Les milieux étant aussi divers que le sont les animaux eux-mêmes, ils offrent à tout ami de la nature de nouveaux pays d’une telle richesse et d’une telle beauté qu’il vaut la peine de s’y promener, même s’ils s’offrent à notre regard non pas physique mais uniquement spirituel.
La meilleure façon de commencer une telle promenade est de la faire un jour de soleil à travers une prairie fleurie, bourdonnante de coléoptères et parcourue de papillons voletant, puis de construire autour de chacune de ces bêtes qui peuplent la prairie, une bulle de savoir qui représente son milieu et est remplie de tous les signes perceptifs auxquels le sujet peut accéder.
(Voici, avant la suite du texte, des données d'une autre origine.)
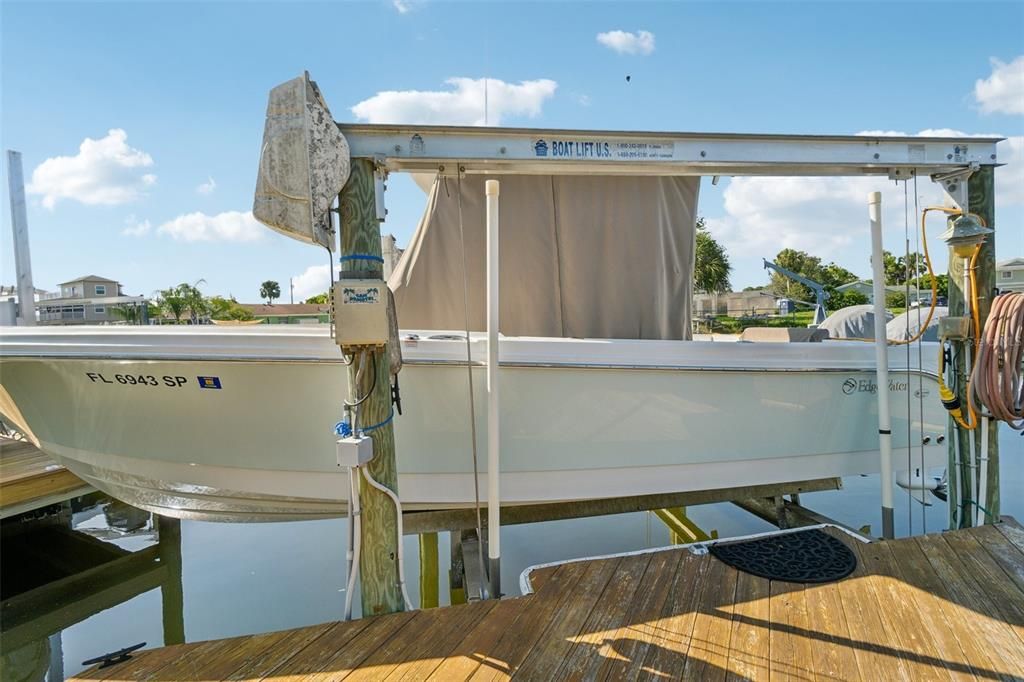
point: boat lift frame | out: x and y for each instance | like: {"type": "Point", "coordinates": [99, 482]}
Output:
{"type": "Point", "coordinates": [528, 151]}
{"type": "Point", "coordinates": [451, 151]}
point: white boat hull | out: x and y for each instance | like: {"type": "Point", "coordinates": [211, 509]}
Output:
{"type": "Point", "coordinates": [581, 419]}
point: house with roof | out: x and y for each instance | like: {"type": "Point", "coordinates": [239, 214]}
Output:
{"type": "Point", "coordinates": [89, 299]}
{"type": "Point", "coordinates": [290, 313]}
{"type": "Point", "coordinates": [1010, 274]}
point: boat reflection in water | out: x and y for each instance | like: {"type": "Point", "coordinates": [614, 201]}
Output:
{"type": "Point", "coordinates": [83, 557]}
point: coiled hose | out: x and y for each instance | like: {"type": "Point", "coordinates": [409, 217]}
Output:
{"type": "Point", "coordinates": [997, 378]}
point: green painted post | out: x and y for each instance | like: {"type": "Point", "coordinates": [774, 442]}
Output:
{"type": "Point", "coordinates": [981, 197]}
{"type": "Point", "coordinates": [960, 484]}
{"type": "Point", "coordinates": [962, 498]}
{"type": "Point", "coordinates": [429, 597]}
{"type": "Point", "coordinates": [378, 560]}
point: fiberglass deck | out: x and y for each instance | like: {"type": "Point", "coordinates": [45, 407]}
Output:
{"type": "Point", "coordinates": [940, 606]}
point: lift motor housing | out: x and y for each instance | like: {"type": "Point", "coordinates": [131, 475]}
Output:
{"type": "Point", "coordinates": [358, 308]}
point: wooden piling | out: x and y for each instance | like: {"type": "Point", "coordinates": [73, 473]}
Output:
{"type": "Point", "coordinates": [962, 497]}
{"type": "Point", "coordinates": [378, 560]}
{"type": "Point", "coordinates": [981, 194]}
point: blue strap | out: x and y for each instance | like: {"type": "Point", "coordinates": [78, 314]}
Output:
{"type": "Point", "coordinates": [344, 429]}
{"type": "Point", "coordinates": [360, 256]}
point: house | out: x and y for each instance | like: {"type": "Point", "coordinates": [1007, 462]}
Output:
{"type": "Point", "coordinates": [1010, 274]}
{"type": "Point", "coordinates": [9, 303]}
{"type": "Point", "coordinates": [734, 303]}
{"type": "Point", "coordinates": [290, 313]}
{"type": "Point", "coordinates": [86, 300]}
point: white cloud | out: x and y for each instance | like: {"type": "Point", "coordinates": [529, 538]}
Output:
{"type": "Point", "coordinates": [208, 186]}
{"type": "Point", "coordinates": [827, 216]}
{"type": "Point", "coordinates": [1003, 92]}
{"type": "Point", "coordinates": [135, 227]}
{"type": "Point", "coordinates": [627, 42]}
{"type": "Point", "coordinates": [1010, 178]}
{"type": "Point", "coordinates": [104, 171]}
{"type": "Point", "coordinates": [226, 226]}
{"type": "Point", "coordinates": [461, 105]}
{"type": "Point", "coordinates": [315, 280]}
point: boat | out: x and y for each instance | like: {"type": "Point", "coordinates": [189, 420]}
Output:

Aussitôt que nous pénétrons nous-mêmes dans une telle bulle de savon, l’environnement qui jusque-là se déployait autour du sujet, se reconfigure totalement. Nombre de propriétés de la prairie bigarrée disparaissent complètement, d’autres perdent leur homogénéité, de nouvelles relations se créent. Dans chaque bulle de savon naît un nouveau monde.
Hambourg, décembre 1933.
Extrait de Jakob von Uexküll, Milieu animal et milieu humain, traduit de l’allemand et annoté par Charles Martin-Freville, Préface de Dominique Lestel, Éditions Payot et Rivages, 2010, p. 27s.
Ci-haut, cette chenille, fort concentrée, très occupée, complètement dans son monde, s’appelle Imbex Americana. Il s’agit de la larve de la tenthrède de l’orme.